West Michigan was an ideal spot to target a company because of the amount of talent in the region, Carlson said. As an investment strategy, Orchard Creek plans to target similarly-sized companies across the United States, not just in the West Michigan area, he added. 

“We are very focused on any technological opportunities, specifically with regard to automation,” Carlson said. “It has a lot of synergy with mold making — a lot of that (industry uses) automation, end-of-arm tooling, that sort of thing.”

Dealmaking activity

Overall, M&A activity among private equity firms for smaller-sized companies “slackened” so far in 2018, according to a report in Pitchbook.com, which noted deals smaller than $25 million were down compared to 2017. 

However, those deals still made up almost 40 percent of the overall M&A market, according to Pitchbook. 

Pollock at LV2 thinks traditional private equity firms are “more willing to look at smaller-sized entities than they had been traditionally.”

“It doesn’t mean there is more competition, but it definitely gives sellers more options,” Pollock  said. “There is a lot of deal value in smaller companies.” 

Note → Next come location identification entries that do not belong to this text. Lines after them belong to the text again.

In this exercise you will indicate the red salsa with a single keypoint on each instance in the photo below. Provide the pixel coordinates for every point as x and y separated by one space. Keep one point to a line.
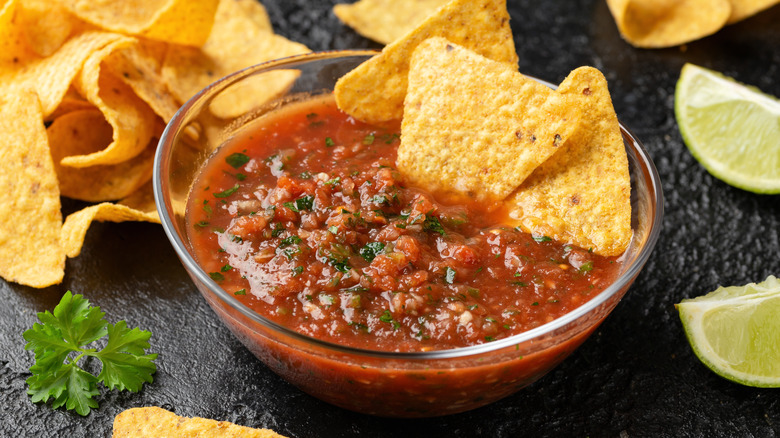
305 219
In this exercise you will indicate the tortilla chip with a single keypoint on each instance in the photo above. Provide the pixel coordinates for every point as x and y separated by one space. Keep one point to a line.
236 42
84 132
30 218
51 77
477 128
582 194
72 101
185 22
154 422
131 119
74 230
374 91
741 9
386 20
666 23
142 200
140 67
47 25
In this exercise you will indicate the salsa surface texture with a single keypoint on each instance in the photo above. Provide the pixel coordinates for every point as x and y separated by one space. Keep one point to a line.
305 219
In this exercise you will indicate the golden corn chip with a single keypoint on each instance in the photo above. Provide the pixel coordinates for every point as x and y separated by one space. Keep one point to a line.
140 66
74 230
185 22
84 132
741 9
30 218
666 23
386 20
236 42
154 422
70 102
582 194
142 200
374 91
475 127
131 119
52 77
47 25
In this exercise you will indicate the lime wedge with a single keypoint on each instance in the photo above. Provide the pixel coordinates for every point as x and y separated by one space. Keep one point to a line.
733 130
735 331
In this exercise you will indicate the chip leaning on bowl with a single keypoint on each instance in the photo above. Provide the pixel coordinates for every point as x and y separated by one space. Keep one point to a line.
87 89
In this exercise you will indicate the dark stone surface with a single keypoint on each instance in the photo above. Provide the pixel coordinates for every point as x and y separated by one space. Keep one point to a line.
635 377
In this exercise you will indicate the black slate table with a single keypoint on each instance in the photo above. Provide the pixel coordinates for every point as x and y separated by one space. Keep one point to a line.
636 376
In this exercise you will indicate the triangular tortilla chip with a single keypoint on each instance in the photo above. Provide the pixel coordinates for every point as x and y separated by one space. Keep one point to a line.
374 91
51 77
30 218
475 127
386 20
132 121
84 132
154 422
74 230
140 67
666 23
236 41
582 194
175 21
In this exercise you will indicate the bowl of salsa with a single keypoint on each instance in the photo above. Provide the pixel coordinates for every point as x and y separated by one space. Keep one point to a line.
360 289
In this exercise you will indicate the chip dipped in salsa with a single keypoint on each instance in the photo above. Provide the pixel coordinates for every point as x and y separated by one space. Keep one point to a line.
305 219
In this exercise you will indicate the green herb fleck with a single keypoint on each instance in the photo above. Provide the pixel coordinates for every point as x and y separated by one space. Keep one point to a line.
237 160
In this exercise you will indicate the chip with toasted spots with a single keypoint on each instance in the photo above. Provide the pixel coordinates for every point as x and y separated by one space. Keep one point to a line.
386 20
374 91
582 193
76 225
86 131
186 22
131 119
140 67
154 422
476 128
51 77
30 218
236 42
666 23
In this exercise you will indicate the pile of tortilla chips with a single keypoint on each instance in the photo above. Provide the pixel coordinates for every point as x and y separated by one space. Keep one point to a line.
154 422
667 23
86 88
475 128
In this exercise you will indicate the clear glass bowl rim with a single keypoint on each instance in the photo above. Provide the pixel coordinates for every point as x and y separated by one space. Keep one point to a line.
180 119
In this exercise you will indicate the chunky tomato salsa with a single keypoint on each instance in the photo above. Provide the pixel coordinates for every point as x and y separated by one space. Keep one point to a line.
305 219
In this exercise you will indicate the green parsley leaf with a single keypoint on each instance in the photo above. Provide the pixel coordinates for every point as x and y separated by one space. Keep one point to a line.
236 160
432 224
371 250
71 328
449 275
226 193
586 267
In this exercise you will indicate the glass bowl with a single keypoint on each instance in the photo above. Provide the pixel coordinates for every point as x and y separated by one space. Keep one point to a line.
391 384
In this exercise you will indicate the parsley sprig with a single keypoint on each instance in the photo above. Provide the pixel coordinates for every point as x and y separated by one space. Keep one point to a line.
61 341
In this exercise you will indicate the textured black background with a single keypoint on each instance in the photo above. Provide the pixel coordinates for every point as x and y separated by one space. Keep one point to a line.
636 376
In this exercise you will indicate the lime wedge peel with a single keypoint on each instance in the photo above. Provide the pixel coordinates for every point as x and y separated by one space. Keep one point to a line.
732 129
735 331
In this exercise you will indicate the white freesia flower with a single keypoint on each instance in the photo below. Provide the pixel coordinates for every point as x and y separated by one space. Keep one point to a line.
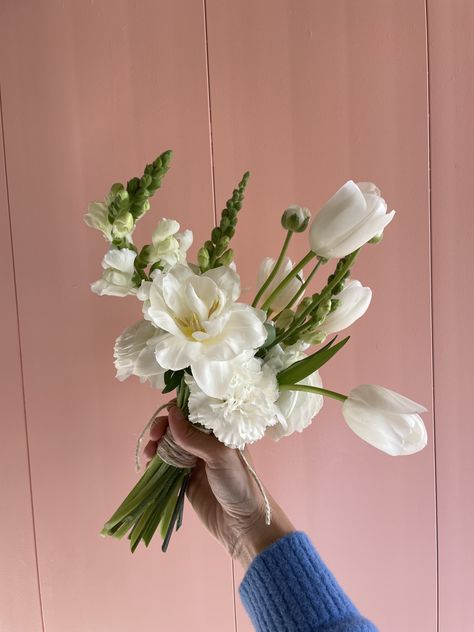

Elsewhere, Grand Rapids-based Auxo Investment Partners has taken a similar investment strategy with small, family-owned manufacturers. For example, the firm acquired five small manufacturing companies in the last 14 months. Most recently, Auxo closed a deal to acquire Warren, Mich.-based Prestige Stamping Inc. in October. 

According to Managing Partner Jeff Helminski, companies like Prestige fit the ideal mold for Auxo’s acquisition strategy. Auxo is identifying dynamic, “small family-owned businesses” that could grow into a “much larger, more scalable business.”

“For us, it starts with a good small company that knows how to do what they do really well that hasn’t evolved or developed themselves into a scalable platform yet,” Helminski told MiBiz for a prior report. “Our approach is pretty unique, and we really pride ourselves on doing business the right way, the West Michigan way, if you will.”